— Ну вот, робяты! — сказал Анатолий. — На рыбе теперь, в случае чего, должны прожить... — Он погладил их по головам: и Лешку, и Федю, и Крысу. Снова сел на бревна, сидит, улыбаясь своей чудной улыбкой, все еще не вылезший из своей глухоты.
В суровом молчании они остались стоять вокруг лодки.
— Надо будет цепь хорошую к ней приделать, — быстро взглядывая на всех, сказал Крыса.
Помолчали на это, вздохнули: кроме них, в поселке кому лодку-то угонять?!
Вышла мать Славки и Анатолия, скорбно посмотрели на старшего сына:
— Ты там-то хоть не больно высовывайся.
Глухарь улыбнулся матери ласково.
— Ешьте без меня, мама. Я завтра с утра на казенном довольствии. А сегодня что-то не хочу.
Мать заплакала, прижимая к глазам концы платка.
— Пошли отсюда, — сказал пацанам Куруля.
Отправились на Вырубки. Там еще кто-то надрывался, подкапывался под пеньки, дым слоился, кое-где из земли вылезало пламя. Но большинство участков были подняты, уже кудрявились густыми и длинными зелеными грядками, на которые так и тянуло прийти и взглянуть.
— Ничо напахали? — сказал Куруля, когда они дошли до Лешкиного, раскорчеванного коллективно.
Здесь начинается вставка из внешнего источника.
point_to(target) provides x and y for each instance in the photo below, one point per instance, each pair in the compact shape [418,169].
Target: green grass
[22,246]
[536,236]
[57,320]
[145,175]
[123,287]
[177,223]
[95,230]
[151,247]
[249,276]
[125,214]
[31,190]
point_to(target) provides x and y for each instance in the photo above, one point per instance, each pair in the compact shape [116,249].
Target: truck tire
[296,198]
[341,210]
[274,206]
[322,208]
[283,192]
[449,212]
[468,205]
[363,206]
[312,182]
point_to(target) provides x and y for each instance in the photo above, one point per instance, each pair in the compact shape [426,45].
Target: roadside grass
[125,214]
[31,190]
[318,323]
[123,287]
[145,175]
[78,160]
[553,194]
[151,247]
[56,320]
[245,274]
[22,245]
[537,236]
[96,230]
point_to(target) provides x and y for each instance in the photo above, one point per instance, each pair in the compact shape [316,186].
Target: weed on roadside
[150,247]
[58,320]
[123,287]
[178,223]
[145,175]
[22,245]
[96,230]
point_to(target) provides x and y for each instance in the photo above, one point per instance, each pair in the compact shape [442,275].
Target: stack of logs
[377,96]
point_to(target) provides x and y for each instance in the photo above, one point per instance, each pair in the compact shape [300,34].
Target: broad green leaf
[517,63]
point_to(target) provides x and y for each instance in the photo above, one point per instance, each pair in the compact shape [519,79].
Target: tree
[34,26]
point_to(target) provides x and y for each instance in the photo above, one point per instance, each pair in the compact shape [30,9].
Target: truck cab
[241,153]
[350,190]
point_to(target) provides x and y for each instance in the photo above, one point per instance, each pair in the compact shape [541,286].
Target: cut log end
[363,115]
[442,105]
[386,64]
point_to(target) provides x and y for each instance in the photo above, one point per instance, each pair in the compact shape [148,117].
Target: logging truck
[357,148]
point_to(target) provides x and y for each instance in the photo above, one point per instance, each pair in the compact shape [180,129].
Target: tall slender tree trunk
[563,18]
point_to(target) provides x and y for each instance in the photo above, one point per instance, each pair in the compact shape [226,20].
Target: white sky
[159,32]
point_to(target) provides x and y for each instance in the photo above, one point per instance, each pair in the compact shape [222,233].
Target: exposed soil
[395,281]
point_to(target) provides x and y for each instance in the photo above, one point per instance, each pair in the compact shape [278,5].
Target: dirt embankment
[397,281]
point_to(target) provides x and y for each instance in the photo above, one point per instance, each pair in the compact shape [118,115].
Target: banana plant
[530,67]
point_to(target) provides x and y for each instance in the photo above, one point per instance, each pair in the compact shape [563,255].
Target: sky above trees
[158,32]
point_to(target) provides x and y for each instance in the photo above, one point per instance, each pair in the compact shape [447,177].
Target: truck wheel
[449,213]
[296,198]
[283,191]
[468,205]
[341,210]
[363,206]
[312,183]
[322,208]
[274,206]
Пришли тогда на помощь и Анатолий Грошев, и отец Курули Павел Васильевич, и пацанье, конечно, носилось с хворостом и берестой, и стлался горьковатый и пряный дым. Анатолий садил топором, как своей рабочей кувалдой, на одном выдохе разрубая корень. А Павел Васильевич сидел в траве, точил инструмент: топоры, лопаты, толкуя Лешке, что тот, если хочет быть серьезным человеком, должен прежде всего любить инструмент. Кричали с реки пароходы, и на Лешку накатило тогда пронзительное ощущение родины. Этот слоящийся можжевеловый дым, и отдаленные звуки завода, и бегающие озабоченные пацаны, и склонившийся худой, как кощей, Куруля, — все было таким своим, понятным, единственным, что хотелось плакать от счастья, от обретения. И светлая веселая квартира в Кронштадте, и бегство вместе с откатывающимся фронтом, — все виделось теперь как сквозь воду. Все это было «до», предварительно, в ожидании истинной,, окончательной родины, которая ждала его здесь.
— Ничего, — сказал он сейчас Куруле. — Хорошо бы и мне тоже кому-то помочь.
Куруля сел рядом.
— Эх ты, Леха, — сказал он. — Леха!.. Давай-ка запалим вон тот пенек.
Стемнело. Земля будто обуглилась; небо насытилось зеленоватым внутренним светом, а затем яркая большая луна погасила это свечение, выявила стоящие над Вырубками беловатые косы дыма. Из земли то там, то здесь высовывались красные зрачки огня. Вырубки обезлюдели; только пацаны остались, сидели вокруг охваченного жаром большого толстого пня, когда появилась прибежавшая из Воскресенска Лешкина мать. Вид у нее был растерзанный: платок хомутом съехал на шею, пыль на обезумевшем, окаменевшем лице. Она села на землю рядом с сыном:
— Что я тебе плохого сделала? Почему ты от меня убежал? — Она пристально посмотрела в огонь, содрала с шеи платок и вытерла им лицо. — Дикий ты, — горько сказала она. — Некогда мне заниматься твоим воспитанием. Мой грех! Мой грех! — самой себе прошептала она.